Real-world data can help find patients, but we don’t always know if a patient will have a specific condition. One case example is identifying patients who are likely to exhibit an abdominal aortic aneurysm (AAA). Current screening guidelines only capture a minority of cases, by recommending screening men who are 65-75 years old and who have smoked, unless there is another clinical indication. This means women and men who have never smoked don’t get screened, but clearly those people can get AAA, leading to a large number of patients left undiagnosed. 

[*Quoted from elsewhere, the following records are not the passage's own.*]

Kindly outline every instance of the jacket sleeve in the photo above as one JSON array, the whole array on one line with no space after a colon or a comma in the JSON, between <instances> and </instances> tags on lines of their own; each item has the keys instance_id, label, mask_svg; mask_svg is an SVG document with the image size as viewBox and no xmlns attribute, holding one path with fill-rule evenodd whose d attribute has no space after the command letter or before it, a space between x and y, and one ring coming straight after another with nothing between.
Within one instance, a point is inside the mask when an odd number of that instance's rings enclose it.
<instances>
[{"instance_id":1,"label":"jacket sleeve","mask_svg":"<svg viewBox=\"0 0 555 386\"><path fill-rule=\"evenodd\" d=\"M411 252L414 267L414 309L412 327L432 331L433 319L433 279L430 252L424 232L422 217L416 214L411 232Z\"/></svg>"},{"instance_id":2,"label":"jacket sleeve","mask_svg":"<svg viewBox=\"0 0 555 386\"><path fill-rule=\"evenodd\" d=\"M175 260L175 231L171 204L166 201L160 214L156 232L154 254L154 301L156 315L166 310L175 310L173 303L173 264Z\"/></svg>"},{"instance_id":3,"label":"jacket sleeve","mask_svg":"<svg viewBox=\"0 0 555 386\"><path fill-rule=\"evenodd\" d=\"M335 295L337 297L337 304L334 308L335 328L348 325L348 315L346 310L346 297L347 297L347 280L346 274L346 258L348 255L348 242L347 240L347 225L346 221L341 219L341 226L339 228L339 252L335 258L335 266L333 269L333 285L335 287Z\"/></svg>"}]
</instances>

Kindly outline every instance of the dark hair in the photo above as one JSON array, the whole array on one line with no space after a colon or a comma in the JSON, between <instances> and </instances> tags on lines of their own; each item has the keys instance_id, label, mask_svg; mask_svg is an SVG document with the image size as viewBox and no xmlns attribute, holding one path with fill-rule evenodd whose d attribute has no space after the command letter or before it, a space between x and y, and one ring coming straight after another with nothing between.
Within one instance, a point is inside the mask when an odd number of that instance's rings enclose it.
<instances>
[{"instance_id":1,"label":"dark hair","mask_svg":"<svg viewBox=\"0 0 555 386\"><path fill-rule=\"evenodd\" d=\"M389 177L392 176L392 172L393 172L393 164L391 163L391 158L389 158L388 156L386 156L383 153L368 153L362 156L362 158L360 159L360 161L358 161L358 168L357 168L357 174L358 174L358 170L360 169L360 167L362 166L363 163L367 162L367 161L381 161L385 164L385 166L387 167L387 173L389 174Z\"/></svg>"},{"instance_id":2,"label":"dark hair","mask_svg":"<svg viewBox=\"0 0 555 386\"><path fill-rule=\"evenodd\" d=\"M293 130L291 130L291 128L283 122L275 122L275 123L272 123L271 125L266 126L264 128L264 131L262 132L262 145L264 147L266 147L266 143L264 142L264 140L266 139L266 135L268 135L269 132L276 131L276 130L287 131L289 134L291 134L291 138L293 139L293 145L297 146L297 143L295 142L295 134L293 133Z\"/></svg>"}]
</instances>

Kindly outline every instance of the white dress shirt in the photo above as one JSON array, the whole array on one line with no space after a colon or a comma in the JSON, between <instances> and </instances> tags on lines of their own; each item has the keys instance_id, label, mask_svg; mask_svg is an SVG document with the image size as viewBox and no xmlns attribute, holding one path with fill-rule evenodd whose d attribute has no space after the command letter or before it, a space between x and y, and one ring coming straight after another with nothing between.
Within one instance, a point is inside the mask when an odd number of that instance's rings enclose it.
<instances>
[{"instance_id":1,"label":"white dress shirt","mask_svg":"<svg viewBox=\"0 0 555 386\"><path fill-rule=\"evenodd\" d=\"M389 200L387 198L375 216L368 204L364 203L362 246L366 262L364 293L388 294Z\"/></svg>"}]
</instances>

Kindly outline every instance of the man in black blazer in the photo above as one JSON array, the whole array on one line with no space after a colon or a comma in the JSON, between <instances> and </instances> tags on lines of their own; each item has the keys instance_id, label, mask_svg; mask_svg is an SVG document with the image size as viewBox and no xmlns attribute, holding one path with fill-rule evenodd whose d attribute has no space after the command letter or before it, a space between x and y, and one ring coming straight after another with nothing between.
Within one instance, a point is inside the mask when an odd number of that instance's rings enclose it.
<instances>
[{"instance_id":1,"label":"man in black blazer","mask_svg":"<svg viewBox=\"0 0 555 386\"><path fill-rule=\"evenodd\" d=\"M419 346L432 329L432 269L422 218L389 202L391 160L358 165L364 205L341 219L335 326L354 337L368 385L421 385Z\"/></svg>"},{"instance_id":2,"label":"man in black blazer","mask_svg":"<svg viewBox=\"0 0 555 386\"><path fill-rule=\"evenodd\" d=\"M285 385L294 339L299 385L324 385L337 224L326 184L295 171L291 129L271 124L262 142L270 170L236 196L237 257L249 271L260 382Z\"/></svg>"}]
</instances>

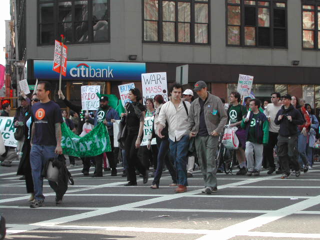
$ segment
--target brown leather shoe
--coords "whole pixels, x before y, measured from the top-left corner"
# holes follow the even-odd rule
[[[174,190],[174,192],[178,194],[182,194],[186,192],[186,186],[178,185],[178,187]]]

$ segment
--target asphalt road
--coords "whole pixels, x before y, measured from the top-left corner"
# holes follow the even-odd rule
[[[152,190],[151,179],[125,187],[125,178],[110,172],[84,176],[78,166],[69,168],[75,184],[62,204],[56,206],[45,180],[45,206],[36,209],[29,208],[24,182],[16,175],[18,164],[0,166],[6,239],[320,240],[319,163],[287,180],[266,171],[259,177],[218,174],[218,192],[212,195],[201,193],[198,171],[187,192],[174,194],[168,171],[160,188]]]

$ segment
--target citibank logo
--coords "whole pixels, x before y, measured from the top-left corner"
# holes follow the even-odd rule
[[[86,64],[80,64],[76,67],[70,70],[70,75],[74,78],[114,78],[112,74],[112,68],[110,66],[108,68],[94,68]]]

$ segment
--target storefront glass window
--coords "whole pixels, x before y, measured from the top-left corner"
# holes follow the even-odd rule
[[[66,44],[110,40],[108,0],[39,2],[39,44],[54,44],[62,34]]]
[[[304,103],[309,104],[314,108],[314,88],[313,85],[302,85],[302,96]]]

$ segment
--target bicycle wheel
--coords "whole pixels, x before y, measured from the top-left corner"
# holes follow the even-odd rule
[[[232,172],[232,151],[229,149],[224,148],[223,154],[224,168],[226,174],[229,174]]]

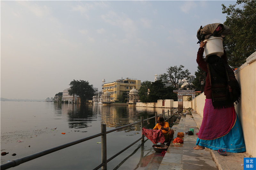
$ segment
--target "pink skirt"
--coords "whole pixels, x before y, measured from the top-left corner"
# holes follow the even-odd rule
[[[204,117],[198,138],[212,140],[226,135],[233,127],[236,120],[233,107],[214,109],[212,99],[205,99]]]

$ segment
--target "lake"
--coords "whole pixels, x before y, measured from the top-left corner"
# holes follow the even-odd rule
[[[140,121],[141,116],[146,119],[156,112],[160,114],[163,110],[167,111],[126,106],[81,107],[80,104],[1,101],[1,150],[9,154],[1,156],[1,164],[100,133],[101,124],[106,124],[108,131]],[[155,119],[144,122],[148,128],[155,125]],[[141,137],[140,123],[107,137],[108,159]],[[101,142],[101,137],[97,137],[9,169],[92,169],[101,163],[101,144],[97,143]],[[155,152],[149,140],[143,147],[141,144],[138,142],[108,162],[108,169],[144,169],[146,157]],[[12,156],[14,153],[17,155]]]

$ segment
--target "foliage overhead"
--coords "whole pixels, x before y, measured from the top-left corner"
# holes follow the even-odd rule
[[[148,95],[148,89],[149,89]],[[177,94],[173,92],[175,88],[172,86],[165,87],[162,80],[151,83],[145,81],[141,84],[139,90],[139,96],[143,103],[156,102],[159,99],[177,100]]]
[[[187,78],[188,80],[190,78],[189,77],[190,72],[188,69],[183,70],[182,68],[184,68],[184,66],[180,65],[179,67],[177,66],[171,66],[167,69],[167,73],[164,74],[164,82],[170,82],[173,87],[177,89],[180,87],[181,86],[182,80]]]
[[[85,103],[86,100],[92,99],[95,93],[93,86],[90,85],[88,81],[74,80],[70,82],[68,90],[69,95],[76,95],[80,97],[81,103]]]
[[[256,51],[256,1],[237,1],[228,7],[222,4],[223,13],[227,15],[223,24],[231,33],[223,42],[228,64],[237,68]]]
[[[195,71],[195,75],[196,77],[195,80],[193,81],[193,85],[196,87],[197,91],[204,91],[204,88],[205,85],[205,79],[206,78],[206,72],[203,70],[199,66],[197,66],[197,70]],[[203,89],[201,90],[201,81],[204,81],[204,84],[203,86]]]
[[[140,87],[139,89],[140,100],[143,103],[150,102],[150,100],[148,95],[148,89],[149,89],[151,83],[151,82],[148,80],[144,81],[141,83]]]

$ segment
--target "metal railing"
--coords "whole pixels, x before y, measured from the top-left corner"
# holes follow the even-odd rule
[[[121,129],[123,128],[132,126],[138,123],[140,123],[140,126],[142,129],[142,127],[143,127],[143,122],[144,121],[147,121],[155,118],[156,120],[156,124],[157,123],[157,116],[161,115],[163,115],[164,120],[166,121],[169,120],[172,117],[175,117],[178,115],[178,108],[173,107],[172,109],[170,111],[168,110],[167,112],[165,112],[161,114],[157,114],[157,113],[155,113],[155,116],[150,117],[146,119],[143,119],[143,116],[140,116],[140,121],[137,122],[129,124],[128,125],[124,126],[117,128],[116,128],[115,129],[109,130],[108,131],[106,131],[106,124],[101,124],[101,133],[94,135],[92,136],[91,136],[89,137],[83,138],[81,139],[77,140],[71,142],[70,142],[67,144],[66,144],[62,145],[56,147],[52,148],[47,150],[41,151],[34,154],[32,154],[30,155],[23,157],[21,158],[17,159],[14,160],[10,161],[10,162],[3,164],[1,165],[0,166],[0,169],[1,170],[6,169],[7,169],[10,168],[12,167],[16,166],[19,165],[24,163],[26,162],[28,162],[30,160],[34,159],[36,158],[39,158],[41,156],[45,155],[47,154],[51,153],[53,152],[54,152],[59,150],[60,150],[63,149],[71,146],[73,145],[79,144],[83,142],[84,142],[87,140],[93,139],[95,137],[99,137],[101,136],[101,163],[94,168],[94,170],[97,170],[99,169],[100,167],[101,167],[101,169],[106,170],[107,169],[107,163],[115,158],[116,157],[120,154],[122,152],[125,151],[126,150],[132,146],[133,145],[140,141],[141,140],[141,143],[142,144],[144,141],[144,136],[141,133],[141,137],[140,138],[134,142],[133,143],[126,147],[125,148],[113,156],[112,156],[111,158],[107,159],[107,134],[109,133],[113,132],[116,131],[118,130]],[[165,114],[167,113],[168,115],[167,118],[165,119]]]

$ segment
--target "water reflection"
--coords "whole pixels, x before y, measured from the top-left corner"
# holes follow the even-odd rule
[[[105,124],[108,127],[117,128],[132,123],[155,115],[155,113],[162,113],[168,109],[164,108],[129,107],[128,106],[103,106],[102,105],[54,103],[55,114],[62,116],[68,122],[70,128],[84,128],[91,126],[92,122],[100,120],[100,123]],[[170,112],[170,114],[171,112]],[[166,115],[166,116],[167,115]],[[144,122],[144,126],[152,128],[155,119]],[[136,124],[121,130],[129,131],[140,130],[140,124]]]

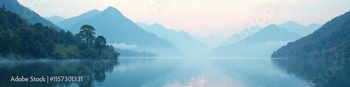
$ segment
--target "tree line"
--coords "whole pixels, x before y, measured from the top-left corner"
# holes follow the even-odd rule
[[[119,56],[113,46],[106,45],[103,36],[94,36],[95,29],[92,26],[83,25],[80,29],[74,35],[70,31],[58,32],[40,22],[32,25],[3,6],[0,8],[0,53],[25,58],[55,57],[55,44],[62,44],[78,46],[84,58]]]

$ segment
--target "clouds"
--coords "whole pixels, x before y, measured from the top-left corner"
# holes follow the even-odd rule
[[[27,0],[18,0],[25,6]],[[41,16],[70,18],[92,9],[112,6],[134,22],[159,23],[192,34],[214,34],[227,37],[247,28],[248,20],[261,15],[260,8],[276,0],[33,0],[44,1],[37,12]],[[283,8],[276,11],[267,24],[293,20],[302,25],[323,24],[350,10],[349,0],[277,0]],[[150,2],[160,6],[153,12]],[[31,8],[30,7],[29,7]]]

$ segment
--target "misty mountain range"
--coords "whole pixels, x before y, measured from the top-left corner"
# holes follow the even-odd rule
[[[22,6],[20,3],[18,3],[18,1],[17,1],[17,0],[0,0],[0,5],[6,5],[5,7],[7,10],[18,13],[21,17],[26,19],[27,21],[33,25],[37,22],[41,22],[41,24],[45,26],[51,26],[57,30],[62,29],[60,27],[40,16],[34,11]]]
[[[136,24],[141,26],[140,27],[147,26],[144,25],[145,23],[136,22]],[[144,29],[172,42],[183,51],[188,57],[203,57],[206,56],[210,51],[209,47],[206,44],[197,41],[183,30],[177,32],[174,29],[167,29],[157,23],[148,25]]]

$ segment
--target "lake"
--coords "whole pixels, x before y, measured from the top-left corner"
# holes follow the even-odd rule
[[[0,60],[0,86],[350,86],[349,62],[348,59],[122,57]],[[10,81],[17,76],[82,76],[83,80]]]

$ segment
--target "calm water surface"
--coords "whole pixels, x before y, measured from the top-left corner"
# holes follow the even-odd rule
[[[350,86],[350,60],[120,58],[0,60],[0,86]],[[82,82],[10,82],[12,76],[82,76]]]

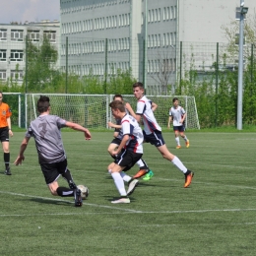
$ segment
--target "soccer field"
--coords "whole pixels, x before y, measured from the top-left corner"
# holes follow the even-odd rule
[[[15,160],[25,133],[11,139]],[[154,146],[144,160],[155,176],[140,180],[131,203],[118,197],[107,165],[112,133],[62,133],[68,165],[89,198],[54,197],[44,183],[33,140],[23,165],[3,174],[1,160],[0,255],[255,255],[255,133],[189,133],[190,148],[175,149],[173,132],[163,133],[169,151],[195,172],[184,189],[183,174]],[[3,158],[2,158],[3,159]],[[137,165],[127,173],[134,174]],[[59,179],[60,185],[66,181]]]

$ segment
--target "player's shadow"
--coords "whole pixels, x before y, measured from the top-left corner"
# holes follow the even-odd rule
[[[39,203],[39,204],[47,204],[47,205],[61,205],[61,206],[71,206],[74,204],[73,202],[68,201],[58,201],[58,200],[49,200],[49,199],[42,199],[42,198],[31,198],[29,199],[32,202]]]

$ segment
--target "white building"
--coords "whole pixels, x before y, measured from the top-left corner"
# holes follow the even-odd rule
[[[222,26],[235,19],[239,5],[239,0],[61,0],[61,68],[68,61],[69,72],[103,76],[131,67],[149,91],[162,93],[166,85],[173,91],[180,42],[225,42]],[[245,5],[253,13],[256,1]],[[199,55],[205,61],[213,52]]]
[[[40,43],[47,35],[51,43],[59,45],[59,22],[48,20],[40,23],[0,24],[0,80],[17,78],[23,82],[26,66],[26,35],[28,39]]]

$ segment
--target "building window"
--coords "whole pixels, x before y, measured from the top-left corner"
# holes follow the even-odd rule
[[[6,50],[0,49],[0,61],[6,61]]]
[[[44,31],[43,36],[47,36],[50,42],[56,42],[56,31]]]
[[[39,31],[28,31],[28,37],[31,41],[39,41]]]
[[[1,41],[7,40],[7,30],[0,30],[0,40]]]
[[[0,80],[6,80],[6,70],[0,70]]]
[[[23,50],[11,50],[10,61],[23,61]]]
[[[11,31],[11,40],[12,41],[23,41],[23,31],[12,30]]]
[[[18,81],[23,81],[23,71],[22,70],[11,70],[11,78],[18,80]]]

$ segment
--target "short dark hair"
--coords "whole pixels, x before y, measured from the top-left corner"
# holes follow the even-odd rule
[[[124,103],[120,100],[113,100],[109,106],[113,109],[119,109],[121,112],[125,112]]]
[[[123,100],[123,96],[122,96],[121,95],[114,95],[114,96],[113,96],[113,100],[115,100],[116,97],[121,97],[122,100]]]
[[[46,112],[50,106],[50,99],[48,96],[40,96],[37,100],[37,110],[39,113]]]
[[[141,82],[137,82],[135,84],[133,84],[133,88],[139,87],[140,89],[144,90],[144,85]]]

We used a targeted approach with AI modeling to identify those who are recommended for screening and may be at higher risk. By using the OM1 Data Cloud(™) with over 300M patients, we found those with known AAA. Then, we developed an algorithm to find patients who are at highest risk for AAA at two health systems and invited them in to get an ultrasound to assess the size of their aorta. 

Through this we found:

  • 2-fold higher detection rate than current screening guidelines
  • This rate was in patients who fall outside current screening guidelines

RWD brings substantial value to understanding HFpEF. We’re able to stratify patients with HFpEF and identify new phenotypes, assess similarities and differences between HFpEF, HFmrEF, and HFrEF, evaluate treatment effectiveness, develop risk stratification models to proactively intervene preventing important medical events, expand number of patients with disease activity scores using sophisticated imputation methods, and so much more. Together, each of these will work to improve the care and outcomes of patients living with HFpEF.